An organisation called Bridges for Media Freedom has circulated the skeleton arguments that Julian Assange’s legal team are using in the extradition hearing that started today.
Part one of the document is here and part two is here.

The defence team, headed by Edward Fitzgerald QC, argue that the extradition proceedings amounts to an abuse of process in three separate but overlapping categories:
The request seeks extradition for what is a classic “political offence”. Extradition for a political offence is expressly prohibited by Article 4(1) of the Anglo-US Extradition Treaty. Therefore, it constitutes an abuse of this Court’s process to require this Court to extradite on the basis of the Anglo-US Treaty in breach of the Treaty’s express provisions.
The prosecution is being pursued for ulterior political motives and not in good faith. That engages the jurisdiction recognised in the successive cases of R (Bermingham and Others) v Director of the Serious Fraud Office [2007] QB 727 and R (Government of the USA) v Bow Street Magistrates' Court [2007] 1 WLR 1157 (“Tollman”).
The request fundamentally misrepresents the facts in order to bring this case within the bounds of an extradition crime; both by misrepresenting that Julian Assange materially assisted Chelsea Manning in accessing national security information; and then by misrepresenting that there was a reckless disclosure of the names of particular individuals [as alleged in counts 15, 16, 17]. That point engages the jurisdiction recognised in the successive cases of Castillo v Spain [2005] 1 WLR 1043, Spain v Murua [2010] EWHC 2609 (Admin), and Zakrzewski v Regional Court in Lodz, Poland [2013] 1 WLR 324.
They also argue that extradition should be refused on the following grounds:
Extradition is barred under s81(a) of the Extradition Act 2003 by reason of the political motivation of the request, which is directed at Mr Assange because of the political opinions he holds and that have guided his actions. Moreover we submit that extradition is barred under s81(b) because it exposes Mr Assange to the real risk of discrimination on grounds of “political opinions” and his foreign nationality at every stage of the criminal justice process in the US.
It would be unjust and oppressive to extradite Mr Assange by reason of the lapse of time since the alleged offences, and the effect that extradition would now have on his family and young children.
Extradition is barred under s87 of the Extradition Act because it would expose Mr Assange to a complete denial of his right to a fair trial under Article 6 of the human rights convention.
It would further expose him to a flagrant denial of his rights under Article 10 of the convention to freedom of expression, to receive and impart information and to protect his own journalistic sources. It would further expose him to a violation of Article 7 of the convention because it would involve a novel and unforeseeable extension of the law.
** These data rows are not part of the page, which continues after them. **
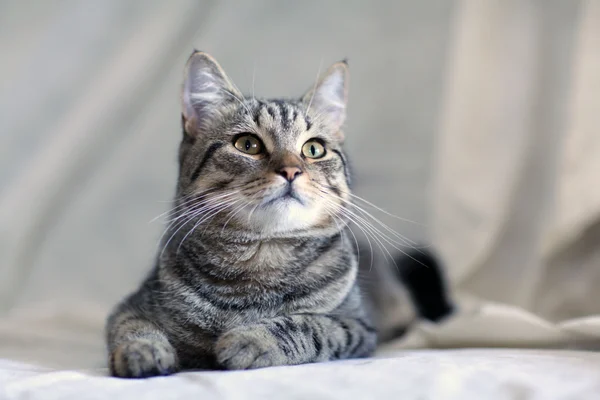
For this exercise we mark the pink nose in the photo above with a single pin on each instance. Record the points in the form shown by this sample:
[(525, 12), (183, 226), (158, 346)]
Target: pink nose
[(290, 173)]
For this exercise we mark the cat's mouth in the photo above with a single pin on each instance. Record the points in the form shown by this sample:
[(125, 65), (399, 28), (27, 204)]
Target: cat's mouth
[(287, 194)]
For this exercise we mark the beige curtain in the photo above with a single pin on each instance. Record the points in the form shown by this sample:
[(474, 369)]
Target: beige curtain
[(516, 194)]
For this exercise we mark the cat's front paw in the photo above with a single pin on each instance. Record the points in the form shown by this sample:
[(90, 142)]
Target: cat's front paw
[(249, 347), (142, 358)]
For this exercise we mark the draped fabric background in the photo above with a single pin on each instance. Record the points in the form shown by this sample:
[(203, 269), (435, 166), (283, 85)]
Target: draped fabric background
[(476, 119)]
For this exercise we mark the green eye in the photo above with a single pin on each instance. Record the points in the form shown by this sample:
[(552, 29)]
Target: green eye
[(248, 144), (313, 149)]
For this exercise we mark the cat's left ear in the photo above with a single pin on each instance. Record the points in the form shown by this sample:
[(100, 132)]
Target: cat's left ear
[(206, 88), (330, 95)]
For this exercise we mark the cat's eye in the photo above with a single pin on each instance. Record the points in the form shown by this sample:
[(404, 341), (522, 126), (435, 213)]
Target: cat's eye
[(248, 144), (313, 149)]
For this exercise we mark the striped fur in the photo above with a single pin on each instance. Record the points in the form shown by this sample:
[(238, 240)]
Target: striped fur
[(255, 271)]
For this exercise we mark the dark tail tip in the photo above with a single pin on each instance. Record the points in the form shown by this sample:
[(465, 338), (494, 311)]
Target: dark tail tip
[(421, 272)]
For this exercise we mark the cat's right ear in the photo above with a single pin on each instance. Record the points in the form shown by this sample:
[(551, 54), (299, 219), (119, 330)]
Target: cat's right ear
[(205, 89)]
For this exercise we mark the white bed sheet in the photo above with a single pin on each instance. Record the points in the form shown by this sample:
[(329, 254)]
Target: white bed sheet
[(414, 374)]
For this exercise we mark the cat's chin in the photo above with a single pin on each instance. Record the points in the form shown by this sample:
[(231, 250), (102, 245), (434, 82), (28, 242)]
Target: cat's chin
[(282, 215)]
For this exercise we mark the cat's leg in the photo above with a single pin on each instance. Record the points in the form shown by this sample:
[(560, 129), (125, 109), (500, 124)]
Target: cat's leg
[(137, 347), (295, 339)]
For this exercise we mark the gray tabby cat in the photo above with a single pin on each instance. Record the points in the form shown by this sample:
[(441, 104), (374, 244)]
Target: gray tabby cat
[(256, 269)]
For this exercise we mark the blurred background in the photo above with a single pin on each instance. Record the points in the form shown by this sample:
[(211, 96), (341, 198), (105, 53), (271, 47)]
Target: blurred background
[(475, 119)]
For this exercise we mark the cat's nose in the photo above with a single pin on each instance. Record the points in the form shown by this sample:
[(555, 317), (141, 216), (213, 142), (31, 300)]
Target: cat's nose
[(289, 173)]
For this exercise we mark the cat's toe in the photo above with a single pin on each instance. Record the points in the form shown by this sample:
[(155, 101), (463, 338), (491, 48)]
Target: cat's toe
[(248, 348), (143, 358)]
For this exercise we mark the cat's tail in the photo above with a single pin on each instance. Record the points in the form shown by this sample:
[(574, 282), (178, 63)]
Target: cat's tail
[(411, 288), (421, 273)]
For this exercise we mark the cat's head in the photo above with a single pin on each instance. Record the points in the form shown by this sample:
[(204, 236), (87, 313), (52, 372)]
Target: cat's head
[(270, 167)]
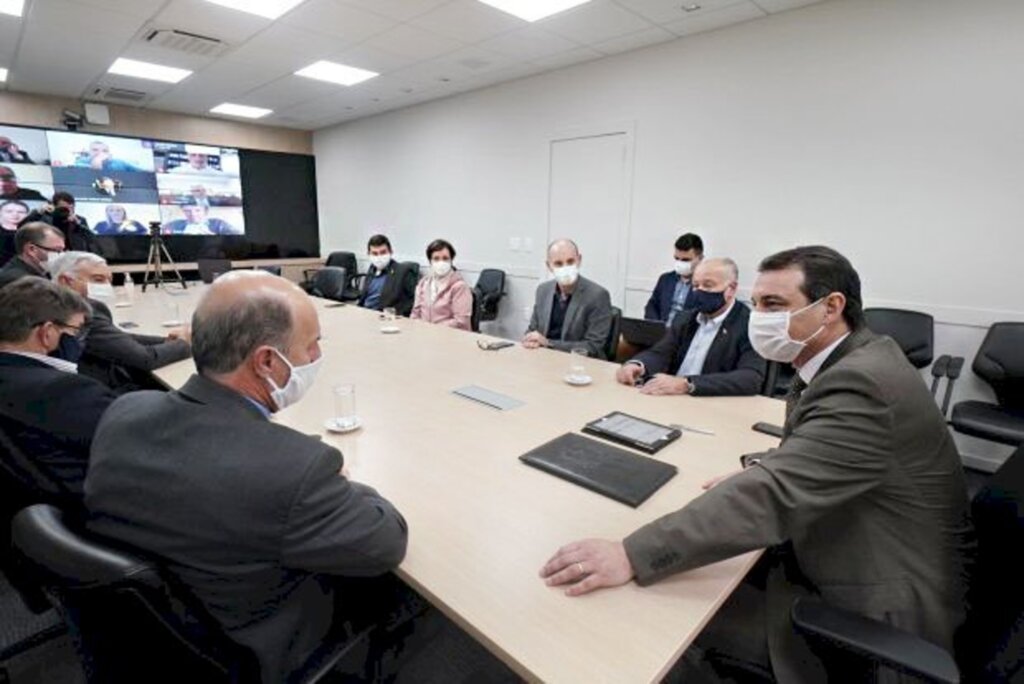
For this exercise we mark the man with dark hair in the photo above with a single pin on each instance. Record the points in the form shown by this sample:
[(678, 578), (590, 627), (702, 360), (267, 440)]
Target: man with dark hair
[(257, 520), (48, 412), (388, 284), (673, 287), (864, 499), (34, 245)]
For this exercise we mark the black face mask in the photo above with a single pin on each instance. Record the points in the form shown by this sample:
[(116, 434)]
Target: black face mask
[(69, 348), (705, 302)]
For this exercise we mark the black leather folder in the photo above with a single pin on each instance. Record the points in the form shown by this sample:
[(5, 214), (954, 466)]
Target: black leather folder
[(629, 478)]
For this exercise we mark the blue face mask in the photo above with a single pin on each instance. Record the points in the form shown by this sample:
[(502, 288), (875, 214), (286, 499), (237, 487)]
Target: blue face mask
[(705, 302)]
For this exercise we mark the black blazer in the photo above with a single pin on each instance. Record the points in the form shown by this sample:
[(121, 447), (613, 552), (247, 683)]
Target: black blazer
[(399, 288), (51, 416), (731, 368), (121, 359), (246, 513)]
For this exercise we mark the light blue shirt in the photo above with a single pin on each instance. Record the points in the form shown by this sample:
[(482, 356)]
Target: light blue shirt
[(700, 344)]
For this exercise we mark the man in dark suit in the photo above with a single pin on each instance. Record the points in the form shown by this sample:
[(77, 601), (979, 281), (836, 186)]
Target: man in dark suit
[(120, 359), (706, 350), (570, 311), (256, 519), (48, 412), (387, 284), (864, 499), (35, 245), (670, 294)]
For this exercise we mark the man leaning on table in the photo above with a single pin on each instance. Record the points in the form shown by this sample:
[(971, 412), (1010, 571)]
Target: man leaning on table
[(864, 498), (706, 351), (570, 311)]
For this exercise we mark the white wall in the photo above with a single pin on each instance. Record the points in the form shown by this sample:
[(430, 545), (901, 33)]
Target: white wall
[(890, 130)]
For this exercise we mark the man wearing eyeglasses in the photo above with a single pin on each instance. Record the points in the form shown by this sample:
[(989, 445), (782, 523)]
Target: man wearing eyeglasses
[(34, 243), (48, 412)]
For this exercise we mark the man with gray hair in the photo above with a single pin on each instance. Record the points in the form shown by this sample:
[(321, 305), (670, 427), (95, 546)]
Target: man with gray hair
[(257, 520), (120, 359), (706, 350)]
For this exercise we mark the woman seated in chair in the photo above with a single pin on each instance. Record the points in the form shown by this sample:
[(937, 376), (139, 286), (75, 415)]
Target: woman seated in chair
[(443, 297)]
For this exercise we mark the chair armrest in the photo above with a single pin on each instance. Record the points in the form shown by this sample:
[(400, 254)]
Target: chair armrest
[(876, 641)]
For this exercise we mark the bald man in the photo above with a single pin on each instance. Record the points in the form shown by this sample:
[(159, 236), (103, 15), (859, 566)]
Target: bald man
[(706, 350), (570, 311), (256, 519)]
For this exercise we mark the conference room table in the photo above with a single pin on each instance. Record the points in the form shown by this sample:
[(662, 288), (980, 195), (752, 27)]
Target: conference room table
[(481, 523)]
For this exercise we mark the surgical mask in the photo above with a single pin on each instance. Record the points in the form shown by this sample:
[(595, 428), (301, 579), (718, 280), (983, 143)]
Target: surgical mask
[(440, 268), (769, 334), (99, 290), (300, 379), (566, 274)]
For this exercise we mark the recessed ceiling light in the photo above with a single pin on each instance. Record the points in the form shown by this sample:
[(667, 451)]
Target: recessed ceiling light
[(335, 73), (241, 111), (12, 7), (145, 70), (271, 9), (532, 10)]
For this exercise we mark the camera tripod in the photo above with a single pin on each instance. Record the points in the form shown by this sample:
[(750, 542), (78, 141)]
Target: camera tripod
[(158, 257)]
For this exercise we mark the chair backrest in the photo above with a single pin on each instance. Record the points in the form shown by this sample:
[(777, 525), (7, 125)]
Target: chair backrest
[(329, 283), (129, 625), (1000, 364), (913, 332), (611, 343), (210, 268)]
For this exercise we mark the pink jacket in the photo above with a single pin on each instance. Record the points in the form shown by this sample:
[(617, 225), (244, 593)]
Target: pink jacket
[(453, 305)]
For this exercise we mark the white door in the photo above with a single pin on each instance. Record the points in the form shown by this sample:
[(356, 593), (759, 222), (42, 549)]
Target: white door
[(588, 203)]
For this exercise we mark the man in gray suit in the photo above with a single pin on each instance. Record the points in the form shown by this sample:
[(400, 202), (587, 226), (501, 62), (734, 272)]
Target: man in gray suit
[(256, 519), (864, 498), (570, 311)]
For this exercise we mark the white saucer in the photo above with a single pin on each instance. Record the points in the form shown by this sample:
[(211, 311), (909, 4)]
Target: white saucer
[(333, 427)]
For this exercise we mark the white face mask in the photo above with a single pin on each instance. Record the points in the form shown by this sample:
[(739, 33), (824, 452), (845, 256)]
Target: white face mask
[(99, 290), (566, 274), (299, 381), (440, 268), (769, 334)]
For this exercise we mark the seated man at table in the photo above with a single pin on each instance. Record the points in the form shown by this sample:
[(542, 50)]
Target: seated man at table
[(570, 311), (255, 518), (387, 284), (47, 411), (706, 350), (35, 245), (120, 359), (864, 499)]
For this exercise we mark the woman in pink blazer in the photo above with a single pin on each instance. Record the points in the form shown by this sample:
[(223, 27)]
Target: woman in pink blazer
[(443, 297)]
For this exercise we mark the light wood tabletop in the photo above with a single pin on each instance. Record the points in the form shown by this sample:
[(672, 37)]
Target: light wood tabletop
[(480, 522)]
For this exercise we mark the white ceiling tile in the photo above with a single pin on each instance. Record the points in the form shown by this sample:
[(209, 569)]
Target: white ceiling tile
[(350, 25), (408, 41), (743, 11), (468, 20), (528, 43), (635, 41), (594, 23)]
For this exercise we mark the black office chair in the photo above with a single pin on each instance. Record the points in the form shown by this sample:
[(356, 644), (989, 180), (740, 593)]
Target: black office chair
[(211, 268), (999, 362), (131, 624), (912, 331), (489, 289), (990, 644)]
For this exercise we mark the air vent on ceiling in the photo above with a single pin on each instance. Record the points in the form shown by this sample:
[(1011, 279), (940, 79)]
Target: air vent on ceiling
[(119, 94), (184, 41)]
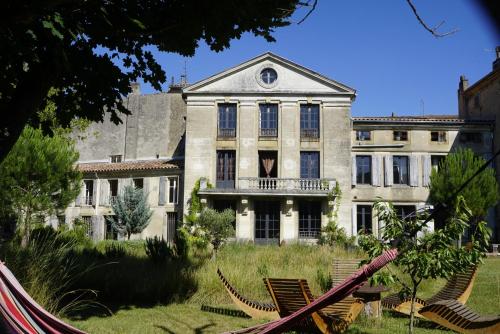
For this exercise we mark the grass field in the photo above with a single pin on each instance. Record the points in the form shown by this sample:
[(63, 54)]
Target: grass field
[(245, 265)]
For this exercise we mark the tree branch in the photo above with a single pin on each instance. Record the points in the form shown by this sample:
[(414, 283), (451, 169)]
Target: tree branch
[(433, 31)]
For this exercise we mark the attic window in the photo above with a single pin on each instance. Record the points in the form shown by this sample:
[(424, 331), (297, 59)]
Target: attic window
[(268, 76)]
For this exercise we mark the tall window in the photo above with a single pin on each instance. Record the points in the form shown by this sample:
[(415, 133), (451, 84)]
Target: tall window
[(364, 218), (89, 192), (226, 169), (309, 219), (309, 121), (309, 165), (363, 135), (400, 169), (138, 183), (400, 135), (268, 120), (363, 169), (438, 136), (405, 211), (113, 190), (173, 190), (436, 161), (227, 120)]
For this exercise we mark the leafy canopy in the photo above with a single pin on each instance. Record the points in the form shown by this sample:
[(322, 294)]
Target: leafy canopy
[(38, 176), (132, 212), (91, 51), (424, 254), (480, 194)]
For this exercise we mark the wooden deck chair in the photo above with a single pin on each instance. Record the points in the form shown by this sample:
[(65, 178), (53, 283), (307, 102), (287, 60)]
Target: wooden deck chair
[(456, 316), (457, 288), (254, 309), (290, 295)]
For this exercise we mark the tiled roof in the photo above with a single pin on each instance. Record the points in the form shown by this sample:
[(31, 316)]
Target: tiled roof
[(129, 166), (419, 119)]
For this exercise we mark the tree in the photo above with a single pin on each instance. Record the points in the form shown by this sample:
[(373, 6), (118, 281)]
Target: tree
[(132, 212), (424, 254), (91, 51), (216, 225), (480, 194), (38, 177)]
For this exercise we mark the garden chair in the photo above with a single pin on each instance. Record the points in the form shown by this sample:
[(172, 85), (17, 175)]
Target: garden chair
[(21, 314), (336, 294), (458, 288), (290, 295), (456, 316), (254, 309)]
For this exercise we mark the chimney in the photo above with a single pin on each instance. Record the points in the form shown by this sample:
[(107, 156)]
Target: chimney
[(496, 62), (136, 88), (463, 84)]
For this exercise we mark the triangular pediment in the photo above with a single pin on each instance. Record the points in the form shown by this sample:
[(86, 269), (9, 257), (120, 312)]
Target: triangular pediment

Extradition is barred because it would expose Mr Assange to inhuman and degrading treatment contrary to Article 3 of the human rights convention. That is because of the risk of a wholly disproportionate sentence, amounting in effect to a life sentence; and because of the virtual certainty that he will be exposed to inhuman and degrading treatment in prison in the United States because of the inevitable impact of those conditions on someone with his mental vulnerabilities.
Extradition should be refused under s91 of the Extradition Act because it would be unjust and oppressive to extradite Mr Assange by reason of his mental condition and the high risk of suicide if he is extradited.
The following submissions are particularly relevant to today’s hearing. (I have marked the most interesting in bold):
On 24 June 2020 the US issued a press release signalling that the indictment has been superseded, again. This third iteration of the indictment adds a series of additional factual allegations, unrelated to the Manning allegations, concerning allegations of general encouragement/solicitations to persons to steal (hack) inter alia US classified information. See primarily new §§4-6 and 35-92. The defence (not the prosecution) immediately brought this development to the attention of the Court.
On 2 July 2020, the US served the new indictment on the defence (but not the Court) and indicated that it was considering how to proceed.
On 12 August 2020, the US issued a fresh extradition request (dated 17 July 2020) founded upon the new indictment. The US proposes to invite this Court, on 7 September 2020, to order Mr Assange’s discharge in respect of the existing proceedings whereupon the US will re-arrest him on the fresh request.
Despite requests, the US have offered no explanation for the absence of these allegations from the first (or even second) indictment, where the allegations date from 2009 and could have been (and were being – see below) prosecuted at any time in the last decade, including prior to emergence of the Swedish proceedings. Neither has there even been explanation for why, in the context of these proceedings extant since April 2019, these materials arrive a year and half after their commencement, 6 months after opening submissions, and days prior to the (third listing) of the evidential hearing.
Updated with corrections at 1520 on 7 September.